Com 8 por 6 cm, a depender do modelo, as câmeras acopladas na altura do peito dos uniformes estão sendo cada vez mais usadas em estados como São Paulo e Santa Catarina.

E os primeiros resultados são animadores.

Segundo dados oficiais, os confrontos diminuíram 87% nas unidades que desde 2021 usam câmeras em São Paulo, que também adotou outras medidas, como o uso de armas não letais.

Em Santa Catarina, um estudo acadêmico comprovou que os dispositivos reduziram em mais de 60% o uso da força policial desde 2019.  

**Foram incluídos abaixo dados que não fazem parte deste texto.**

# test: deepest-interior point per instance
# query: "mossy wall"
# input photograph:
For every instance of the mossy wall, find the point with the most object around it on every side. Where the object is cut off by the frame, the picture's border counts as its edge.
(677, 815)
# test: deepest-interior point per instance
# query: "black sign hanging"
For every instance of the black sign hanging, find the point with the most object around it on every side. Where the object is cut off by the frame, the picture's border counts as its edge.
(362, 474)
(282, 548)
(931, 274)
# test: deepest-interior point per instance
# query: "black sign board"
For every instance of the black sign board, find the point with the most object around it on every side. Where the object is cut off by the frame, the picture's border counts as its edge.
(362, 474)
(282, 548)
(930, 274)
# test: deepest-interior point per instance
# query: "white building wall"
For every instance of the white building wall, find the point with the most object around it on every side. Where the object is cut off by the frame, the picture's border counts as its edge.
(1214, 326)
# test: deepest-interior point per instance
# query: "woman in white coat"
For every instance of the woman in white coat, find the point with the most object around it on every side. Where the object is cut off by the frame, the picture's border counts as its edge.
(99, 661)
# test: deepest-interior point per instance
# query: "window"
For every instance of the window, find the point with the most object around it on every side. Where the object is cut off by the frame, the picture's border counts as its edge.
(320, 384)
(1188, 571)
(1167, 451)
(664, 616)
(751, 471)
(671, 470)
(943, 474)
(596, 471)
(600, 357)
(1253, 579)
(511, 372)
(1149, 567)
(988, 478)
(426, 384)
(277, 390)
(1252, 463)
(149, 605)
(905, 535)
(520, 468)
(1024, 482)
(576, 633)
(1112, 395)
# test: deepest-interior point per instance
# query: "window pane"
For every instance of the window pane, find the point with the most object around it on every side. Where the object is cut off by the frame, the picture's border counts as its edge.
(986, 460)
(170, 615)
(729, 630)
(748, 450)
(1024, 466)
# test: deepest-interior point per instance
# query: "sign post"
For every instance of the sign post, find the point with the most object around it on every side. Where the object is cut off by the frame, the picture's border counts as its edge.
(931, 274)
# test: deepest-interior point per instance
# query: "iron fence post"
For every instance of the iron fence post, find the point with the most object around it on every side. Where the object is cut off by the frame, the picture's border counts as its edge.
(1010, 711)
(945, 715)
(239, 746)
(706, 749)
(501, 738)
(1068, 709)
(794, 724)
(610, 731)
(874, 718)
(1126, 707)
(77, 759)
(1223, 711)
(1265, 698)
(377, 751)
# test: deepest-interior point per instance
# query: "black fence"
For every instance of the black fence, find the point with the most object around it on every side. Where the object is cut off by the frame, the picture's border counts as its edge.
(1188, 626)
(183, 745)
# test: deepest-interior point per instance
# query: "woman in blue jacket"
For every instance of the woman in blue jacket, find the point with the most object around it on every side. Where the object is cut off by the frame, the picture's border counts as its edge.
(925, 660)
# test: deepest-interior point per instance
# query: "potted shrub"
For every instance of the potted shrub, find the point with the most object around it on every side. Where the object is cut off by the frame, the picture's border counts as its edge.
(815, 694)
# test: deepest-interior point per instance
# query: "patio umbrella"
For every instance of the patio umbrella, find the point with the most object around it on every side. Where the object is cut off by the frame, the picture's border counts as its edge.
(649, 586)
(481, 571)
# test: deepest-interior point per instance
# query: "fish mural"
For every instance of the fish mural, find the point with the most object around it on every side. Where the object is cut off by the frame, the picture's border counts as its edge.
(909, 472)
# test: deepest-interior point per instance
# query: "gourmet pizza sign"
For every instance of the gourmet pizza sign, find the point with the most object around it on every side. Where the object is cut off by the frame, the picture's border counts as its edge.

A presença de câmeras também melhorou o registro de alguns crimes, como os de violência doméstica, que foram reportados com mais precisão pelos agentes.

Olhos no Jacarezinho
Em breve, o Rio de Janeiro começará a usar cerca de 8.000 câmeras no patrulhamento de alguns bairros, da abastada Copacabana a favelas como Maré ou Jacarezinho, informou a Polícia Militar em e-mail enviado à AFP.  

O Jacarezinho foi cenário há um ano da operação policial mais letal da história do Rio: uma incursão contra o narcotráfico que resultou na morte de 27 "suspeitos" e um policial.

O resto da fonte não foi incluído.